The Second Disputation in Oct, 1523 resulted in the removal of the
Images. Those who had given them were allowed to remove them and sell them. Only a few were actually destroyed
1524 Zwingli makes his marriage public
1525: The first Protestant communion in Zurick. The bread and wine were carried to the people in the pews. It was shared: no one received/
1529 The Marburg Colloquy with Luther and Melanchthon
Called by Philip of Hesse to help cement a Protestant
Military alliance
Issue was the presence of Christ in the Supper
Luther insisted on a literal reading of This is my body
Zwingli insisted on a literary reading of This is my body
“is” can mean signify.
Reformation divided permanently
Characteristics of Zwingli’s theology:
The Finite Cannot Bear the Infinite
Characteristics of Zwingli’s teaching The finite cannot bear the
Infinite
Creator versus Creatures:
Was it not great blindness that God Almighty, who created us, has so often made known to us that he is our Father, and finally even gave his Son for us, and he himself stands there and calls us poor sinners, saying “ Come to me, all who are weary and heavy laden, and I will give you rest.” And we went and turned to the creature, and thought God to be so rough and cruel that we dare not come to him.
Providence as Key Theological Category
We cannot but admit that not even the least thing takes place unless it is ordered by God.
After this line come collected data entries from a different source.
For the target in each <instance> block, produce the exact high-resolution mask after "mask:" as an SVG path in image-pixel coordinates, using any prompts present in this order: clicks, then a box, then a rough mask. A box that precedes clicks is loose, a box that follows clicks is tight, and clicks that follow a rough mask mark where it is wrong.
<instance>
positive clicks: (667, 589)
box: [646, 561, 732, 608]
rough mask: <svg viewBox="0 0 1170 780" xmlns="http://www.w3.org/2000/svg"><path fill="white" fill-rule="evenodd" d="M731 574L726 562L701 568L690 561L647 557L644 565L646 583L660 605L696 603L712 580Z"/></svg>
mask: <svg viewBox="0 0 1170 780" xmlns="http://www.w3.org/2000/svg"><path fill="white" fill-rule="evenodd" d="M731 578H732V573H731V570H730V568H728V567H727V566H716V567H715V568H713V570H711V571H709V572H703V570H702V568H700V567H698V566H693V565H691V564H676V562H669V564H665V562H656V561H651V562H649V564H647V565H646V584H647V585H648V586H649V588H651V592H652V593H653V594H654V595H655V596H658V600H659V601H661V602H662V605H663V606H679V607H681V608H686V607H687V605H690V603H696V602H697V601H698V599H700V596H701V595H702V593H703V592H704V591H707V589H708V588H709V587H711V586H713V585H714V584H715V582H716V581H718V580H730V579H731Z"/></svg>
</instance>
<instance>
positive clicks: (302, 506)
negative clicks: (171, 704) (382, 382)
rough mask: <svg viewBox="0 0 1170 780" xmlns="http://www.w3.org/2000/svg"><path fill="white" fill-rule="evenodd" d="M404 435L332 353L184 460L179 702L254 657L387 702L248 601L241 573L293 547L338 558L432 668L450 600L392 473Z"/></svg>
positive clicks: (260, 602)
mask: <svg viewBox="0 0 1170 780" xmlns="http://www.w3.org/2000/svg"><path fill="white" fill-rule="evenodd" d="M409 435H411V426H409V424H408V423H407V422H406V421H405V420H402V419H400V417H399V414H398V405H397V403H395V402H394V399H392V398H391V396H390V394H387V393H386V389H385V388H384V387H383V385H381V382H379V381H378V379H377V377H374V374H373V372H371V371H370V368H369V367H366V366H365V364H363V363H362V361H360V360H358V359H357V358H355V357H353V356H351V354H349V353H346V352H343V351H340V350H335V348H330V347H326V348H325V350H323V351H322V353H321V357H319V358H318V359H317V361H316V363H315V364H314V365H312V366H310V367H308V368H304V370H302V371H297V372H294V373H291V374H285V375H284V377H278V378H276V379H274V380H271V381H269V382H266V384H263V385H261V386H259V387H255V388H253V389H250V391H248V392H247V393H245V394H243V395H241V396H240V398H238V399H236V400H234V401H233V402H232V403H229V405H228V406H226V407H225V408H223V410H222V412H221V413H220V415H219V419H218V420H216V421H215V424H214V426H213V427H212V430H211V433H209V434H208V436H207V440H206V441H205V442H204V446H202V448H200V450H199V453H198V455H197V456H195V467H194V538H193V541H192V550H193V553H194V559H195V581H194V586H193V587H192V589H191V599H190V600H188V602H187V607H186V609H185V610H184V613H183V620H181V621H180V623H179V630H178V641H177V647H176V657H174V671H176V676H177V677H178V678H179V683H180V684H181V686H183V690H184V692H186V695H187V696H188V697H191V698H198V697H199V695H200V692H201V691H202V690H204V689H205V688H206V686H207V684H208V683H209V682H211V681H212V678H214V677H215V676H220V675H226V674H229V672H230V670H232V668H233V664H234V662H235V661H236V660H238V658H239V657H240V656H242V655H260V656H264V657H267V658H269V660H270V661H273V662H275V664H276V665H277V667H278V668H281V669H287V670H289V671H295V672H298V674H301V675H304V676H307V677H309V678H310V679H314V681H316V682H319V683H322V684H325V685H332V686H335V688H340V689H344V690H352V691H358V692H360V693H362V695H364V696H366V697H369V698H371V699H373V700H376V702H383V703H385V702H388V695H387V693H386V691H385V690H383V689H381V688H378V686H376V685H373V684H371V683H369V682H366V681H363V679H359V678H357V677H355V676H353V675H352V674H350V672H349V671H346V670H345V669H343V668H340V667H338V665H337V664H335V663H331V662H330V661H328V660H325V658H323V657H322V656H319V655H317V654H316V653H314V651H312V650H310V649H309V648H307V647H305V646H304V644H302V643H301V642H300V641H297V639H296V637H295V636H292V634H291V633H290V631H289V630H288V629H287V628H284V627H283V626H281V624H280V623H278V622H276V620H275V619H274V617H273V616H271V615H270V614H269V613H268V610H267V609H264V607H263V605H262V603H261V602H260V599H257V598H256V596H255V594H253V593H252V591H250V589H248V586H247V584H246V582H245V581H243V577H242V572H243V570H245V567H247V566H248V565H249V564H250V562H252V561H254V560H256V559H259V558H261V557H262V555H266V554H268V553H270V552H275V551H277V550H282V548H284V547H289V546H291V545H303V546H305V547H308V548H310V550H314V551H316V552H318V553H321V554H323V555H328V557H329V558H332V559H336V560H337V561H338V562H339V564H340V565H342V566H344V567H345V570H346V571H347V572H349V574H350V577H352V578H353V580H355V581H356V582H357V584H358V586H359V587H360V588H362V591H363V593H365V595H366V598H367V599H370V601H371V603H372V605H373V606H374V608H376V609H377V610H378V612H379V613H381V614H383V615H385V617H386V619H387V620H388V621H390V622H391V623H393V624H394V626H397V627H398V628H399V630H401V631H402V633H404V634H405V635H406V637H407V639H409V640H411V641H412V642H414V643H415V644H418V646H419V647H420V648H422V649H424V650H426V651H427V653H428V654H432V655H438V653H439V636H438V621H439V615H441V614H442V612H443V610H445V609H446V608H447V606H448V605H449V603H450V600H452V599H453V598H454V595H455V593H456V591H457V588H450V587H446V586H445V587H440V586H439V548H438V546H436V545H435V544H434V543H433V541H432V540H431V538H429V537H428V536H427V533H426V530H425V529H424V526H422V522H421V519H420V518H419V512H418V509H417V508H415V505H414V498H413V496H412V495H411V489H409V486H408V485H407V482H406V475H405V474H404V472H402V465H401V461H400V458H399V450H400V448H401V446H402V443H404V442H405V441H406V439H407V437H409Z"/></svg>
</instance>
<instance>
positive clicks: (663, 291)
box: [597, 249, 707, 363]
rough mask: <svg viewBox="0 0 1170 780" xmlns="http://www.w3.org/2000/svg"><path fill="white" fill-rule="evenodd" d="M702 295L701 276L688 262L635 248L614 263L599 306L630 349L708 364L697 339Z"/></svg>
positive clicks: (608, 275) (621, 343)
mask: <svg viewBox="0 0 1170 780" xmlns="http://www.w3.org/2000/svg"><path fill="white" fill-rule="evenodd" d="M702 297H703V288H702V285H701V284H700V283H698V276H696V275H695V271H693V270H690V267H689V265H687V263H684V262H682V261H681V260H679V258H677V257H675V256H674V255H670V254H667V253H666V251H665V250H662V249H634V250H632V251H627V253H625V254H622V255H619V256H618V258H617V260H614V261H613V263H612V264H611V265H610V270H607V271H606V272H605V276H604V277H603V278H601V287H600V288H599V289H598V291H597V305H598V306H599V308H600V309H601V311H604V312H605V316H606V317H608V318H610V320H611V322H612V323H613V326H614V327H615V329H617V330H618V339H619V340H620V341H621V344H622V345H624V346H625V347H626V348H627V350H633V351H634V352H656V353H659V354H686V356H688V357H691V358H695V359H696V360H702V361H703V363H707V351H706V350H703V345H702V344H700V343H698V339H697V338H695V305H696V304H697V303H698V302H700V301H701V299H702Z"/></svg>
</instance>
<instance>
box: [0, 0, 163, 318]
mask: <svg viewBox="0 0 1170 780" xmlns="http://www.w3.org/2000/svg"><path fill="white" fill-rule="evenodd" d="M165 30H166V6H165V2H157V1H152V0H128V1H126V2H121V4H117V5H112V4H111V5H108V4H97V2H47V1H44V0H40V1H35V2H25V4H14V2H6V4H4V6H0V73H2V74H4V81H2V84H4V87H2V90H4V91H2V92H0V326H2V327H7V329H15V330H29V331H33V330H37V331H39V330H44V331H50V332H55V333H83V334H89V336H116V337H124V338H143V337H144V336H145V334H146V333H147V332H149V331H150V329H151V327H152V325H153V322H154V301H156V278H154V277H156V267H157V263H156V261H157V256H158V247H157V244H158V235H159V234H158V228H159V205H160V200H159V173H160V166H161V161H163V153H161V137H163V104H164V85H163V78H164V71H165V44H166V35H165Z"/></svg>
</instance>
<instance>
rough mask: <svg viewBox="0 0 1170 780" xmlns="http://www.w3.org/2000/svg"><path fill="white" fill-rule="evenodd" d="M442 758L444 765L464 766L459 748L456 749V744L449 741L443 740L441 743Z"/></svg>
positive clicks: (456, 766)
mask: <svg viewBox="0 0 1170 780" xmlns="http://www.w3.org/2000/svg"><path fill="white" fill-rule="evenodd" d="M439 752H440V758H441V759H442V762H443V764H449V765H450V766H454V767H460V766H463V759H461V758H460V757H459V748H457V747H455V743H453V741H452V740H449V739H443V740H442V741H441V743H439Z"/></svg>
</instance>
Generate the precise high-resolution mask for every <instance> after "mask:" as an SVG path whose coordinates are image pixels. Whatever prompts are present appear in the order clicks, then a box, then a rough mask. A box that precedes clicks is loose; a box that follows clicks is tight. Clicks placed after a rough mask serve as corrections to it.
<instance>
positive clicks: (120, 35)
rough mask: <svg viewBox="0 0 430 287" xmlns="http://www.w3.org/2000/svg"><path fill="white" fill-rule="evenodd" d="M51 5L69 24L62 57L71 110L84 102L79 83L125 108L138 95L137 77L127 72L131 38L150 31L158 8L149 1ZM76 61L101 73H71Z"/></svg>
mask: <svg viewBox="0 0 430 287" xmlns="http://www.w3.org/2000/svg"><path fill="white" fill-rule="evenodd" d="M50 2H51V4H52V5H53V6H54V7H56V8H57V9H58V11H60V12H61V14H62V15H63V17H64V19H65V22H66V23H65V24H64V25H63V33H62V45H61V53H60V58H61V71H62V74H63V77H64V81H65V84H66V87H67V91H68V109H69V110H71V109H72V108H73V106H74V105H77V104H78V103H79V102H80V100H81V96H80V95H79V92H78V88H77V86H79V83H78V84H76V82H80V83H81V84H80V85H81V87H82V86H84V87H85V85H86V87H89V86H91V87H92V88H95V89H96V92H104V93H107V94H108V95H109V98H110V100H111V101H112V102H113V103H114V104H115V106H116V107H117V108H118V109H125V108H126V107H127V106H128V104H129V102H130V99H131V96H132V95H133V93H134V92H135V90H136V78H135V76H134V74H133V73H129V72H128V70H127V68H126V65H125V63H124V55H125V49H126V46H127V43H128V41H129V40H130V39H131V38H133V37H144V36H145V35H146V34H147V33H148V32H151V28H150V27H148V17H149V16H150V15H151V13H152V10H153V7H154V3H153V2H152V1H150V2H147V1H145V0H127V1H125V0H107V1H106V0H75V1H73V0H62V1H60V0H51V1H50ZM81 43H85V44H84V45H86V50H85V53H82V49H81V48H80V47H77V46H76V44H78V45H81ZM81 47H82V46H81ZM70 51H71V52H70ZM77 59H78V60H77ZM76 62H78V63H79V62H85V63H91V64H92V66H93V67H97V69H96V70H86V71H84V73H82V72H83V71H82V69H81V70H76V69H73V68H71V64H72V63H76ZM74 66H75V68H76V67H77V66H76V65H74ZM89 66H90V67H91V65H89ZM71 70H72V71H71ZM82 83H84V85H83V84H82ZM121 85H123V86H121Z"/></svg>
For who has even been so concerned and curious as to find out how much hair he has on his head? There is no one. God, however, knows the number. Indeed, nothing is so
small in us or in any other creature, not to be ordered by the all-knowing and all-powerful providence of God.
(Zwingli argued that many of the ancient heros were saved by
this type of predestining providence)
Holy Scripture as the Sole Rule of Life and Faith
Scripture is interpreted by the Holy Spirit within
Almighty, eternal and merciful God, whose Word is a lamp unto
our feet and a light to our path, open and illuminate our minds, that we may purely and perfectly understand thy Word and that our lives may be conformed to what we have rightly understood, that in
nothing we may be displeasing unto they majesty,. . .
True Religion rather than ceremonial piety
fear of idols may have come from his training in the via antiqua that
saw an ontological relationship between a symbol and that
symbolized
External Kingdom instead of Internal Morality
God has placed amongpeople officials—the Shepherds—who are to watch at all times. God does not want anyone to have power so unqualified that one may not point out his misdeeds to him. . .If the authorities help, then vice can be expelled with greater peace, but if they do not, then the shepherd has to risk his skin and hope for no other help nor liberation than that from God.